The Foreign Secretary’s December visit to Myanmar was perhaps a welcome first step in this direction. This should be built upon both bilaterally and within a regional framework. By itself, India does not have the clout to influence the Tatmadaw which will resist any change towards the people’s will tooth and nail. Yet there is no option for Myanmar but to reverse course and return to a more open, democratic framework where the youth of Myanmar has a future, the international community can play a rightful role and Myanmar has greater options.
It is therefore time to enlarge reach out to ousted parliamentarians, NUG and NUCC representatives, ethnic parties and EAOs, and civil society activists grouped under the CDMs etc. with a view to moving the Tatmadaw and the opposition to a dialogue to restore democracy however difficult it may seem at present.
India can also use the enormous soft power as a provider of education to Myanmar youth at this juncture that could constitute its political capital in a changing future as it has done in Afghanistan.
Regionally, strategic rivalry, competing interests and lack of trust may preclude a close bilateral working relationship with China on Myanmar but India could work with China in a larger Asian framework. Despite its limitations, ASEAN remains the key player though there is a discrepancy between the extent to which India is directly affected by the situation as an immediate neighbour, and its status in ASEAN as a dialogue partner. India could however step up consultations with Thailand and Bangladesh as two most affected immediate neighbours. Within ASEAN, Indonesia, Malaysia, Thailand, Singapore and Vietnam are natural interlocutors.
In the wider region, Japan which has both historical and economic influence in Myanmar and we have a strategic relationship with, and Republic of Korea, a new economic player, can help shape outcomes. India could also work with the new UNSR, Noeleen Heyzer who has indicated that she would involve Myanmar’s neighbours and the wider region in a ‘Myanmar-led’ strategy reflecting ‘the will of the people’ with a ‘humanitarian plus’ approach leading towards an inclusive political solution and elections in the medium term, that has evoked the interest of the opposition but not the military regime that has traditionally been suspicious of the UN.
As a member of the Quad, India will also have to manage its relationship with Russia which has played its Indo-Pacific card with its open military support for the Tatmadaw. Whatever the approach, India would do well to steer clear of any approach that could fall into a new Cold War rivalry involving the US on the one side and China, Russia and the Tatmadaw on the other. That would be a recipe for a failure.
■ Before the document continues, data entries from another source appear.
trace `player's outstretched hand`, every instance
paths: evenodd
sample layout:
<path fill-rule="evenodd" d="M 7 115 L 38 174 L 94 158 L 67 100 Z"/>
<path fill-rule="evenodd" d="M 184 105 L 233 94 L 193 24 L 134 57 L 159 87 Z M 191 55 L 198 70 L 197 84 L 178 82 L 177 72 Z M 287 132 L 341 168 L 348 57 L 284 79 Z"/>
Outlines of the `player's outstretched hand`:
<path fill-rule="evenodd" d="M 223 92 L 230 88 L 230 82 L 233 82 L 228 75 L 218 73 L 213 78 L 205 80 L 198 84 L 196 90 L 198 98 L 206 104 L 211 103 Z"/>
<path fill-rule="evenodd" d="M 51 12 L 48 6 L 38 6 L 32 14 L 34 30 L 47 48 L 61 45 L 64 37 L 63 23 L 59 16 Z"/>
India has a vested interest in a united, strong, stable and prosperous Myanmar that can be a buffer and bridge between India and China, and a launching pad for India’s terrestrial outreach towards the Greater Mekong Sub-region of South East Asia and the Indo-Pacific that can enhance options for the region.
A security-first policy predicated on the Tatmadaw worked so long the Tatmadaw was in control of the country. That is no longer the case. The 2008 constitution has reached a dead end as has the Tatmadaw strategy of total war against its people.
India needs to enlarge and expand its options in Myanmar towards a more comprehensive relationship rooted in the support of the people, not the Tatmadaw alone. This requires a new approach that would wait or work for a reformed Tatmadaw under a new democratic-minded military leadership as an institution that can play its role in the unity and integrity of the country within a much more accommodating federal democratic union that the people of Myanmar are moving towards. India should help that process.
Gautam Mukhopadhaya is a former Indian ambassador to Myanmar.